That said I think your argument about competitiveness is accurate. The question there is would doubling their athletic revenue allow them to greatly improve? It's possible but certainly no guarantee. It would depend upon AD priorities and how well they recruited not only North Carolina but South Carolina, Georgia, Florida, Alabama, and Louisiana.

As to the FOIA matters which I readily admit is something I've heard often enough to believe our Central Florida friend above casts some doubt upon that which sounds much more plausible than having conferences keep their records at the private school's campus, or other such stories. The SEC would certainly be fine without Vanderbilt athletically, but they are family. I snipe at them because they have been absolute obstructionists to conference guidelines for capacity and updating of facilities and because it seems they are perfectly happy, in spite of lip service to the contrary, to remain a whipping boy with little investment in athletics yet deriving full shares.

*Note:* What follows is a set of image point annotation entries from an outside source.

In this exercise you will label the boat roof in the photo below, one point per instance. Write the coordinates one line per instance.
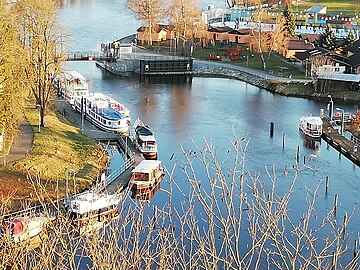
(112, 114)
(147, 166)
(144, 131)
(313, 120)
(72, 75)
(90, 201)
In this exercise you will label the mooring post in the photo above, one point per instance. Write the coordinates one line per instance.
(284, 136)
(334, 261)
(335, 203)
(298, 154)
(345, 224)
(271, 129)
(356, 246)
(326, 184)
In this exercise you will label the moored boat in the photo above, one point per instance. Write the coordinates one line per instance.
(19, 229)
(71, 85)
(106, 113)
(88, 206)
(146, 175)
(145, 140)
(147, 194)
(311, 126)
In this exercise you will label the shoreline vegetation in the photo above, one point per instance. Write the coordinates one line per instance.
(59, 147)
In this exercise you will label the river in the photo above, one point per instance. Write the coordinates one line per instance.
(185, 111)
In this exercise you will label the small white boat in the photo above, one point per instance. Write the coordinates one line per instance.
(106, 113)
(145, 140)
(146, 175)
(88, 206)
(311, 126)
(19, 229)
(146, 195)
(71, 85)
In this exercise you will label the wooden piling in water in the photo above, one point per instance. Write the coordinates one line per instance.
(335, 203)
(345, 224)
(284, 136)
(326, 184)
(356, 246)
(271, 129)
(298, 154)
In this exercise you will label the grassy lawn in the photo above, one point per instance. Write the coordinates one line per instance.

And of course logically there is the age old logic of why would the SEC trade with the SEC when the economic disparity could simply allow them to take what they wished provided the party they take truly wanted to leave the ACC. For such moves 2037 is not that far away though it is quite possibly beyond my scope of remaining years. In institutional life a decade is nothing to wait out.

Vanderbilt would lose some money moving to the ACC as their 16th, however, they wouldn't have to increase their investment very much to improve their results in most sports.

The problem with investing in order to compete at the SEC level is they would likely have to spend a higher percentage of their conference share in order to make it worthwhile. Why spend the money then if you're not going to attain elite athletic status? Just bank it and keep coasting...

Or they could reduce their intake by moving to the ACC, bump up their investment more modestly and probably accomplish more in the sphere of attracting attention. It's not like they're going to get the top TV timeslots with the SEC anyway unless they really broke the bank and tried to be Northwestern.

They would definitely get more exposure for their buck in the ACC and they would also have more peers (AAU privates or highly ranked privates).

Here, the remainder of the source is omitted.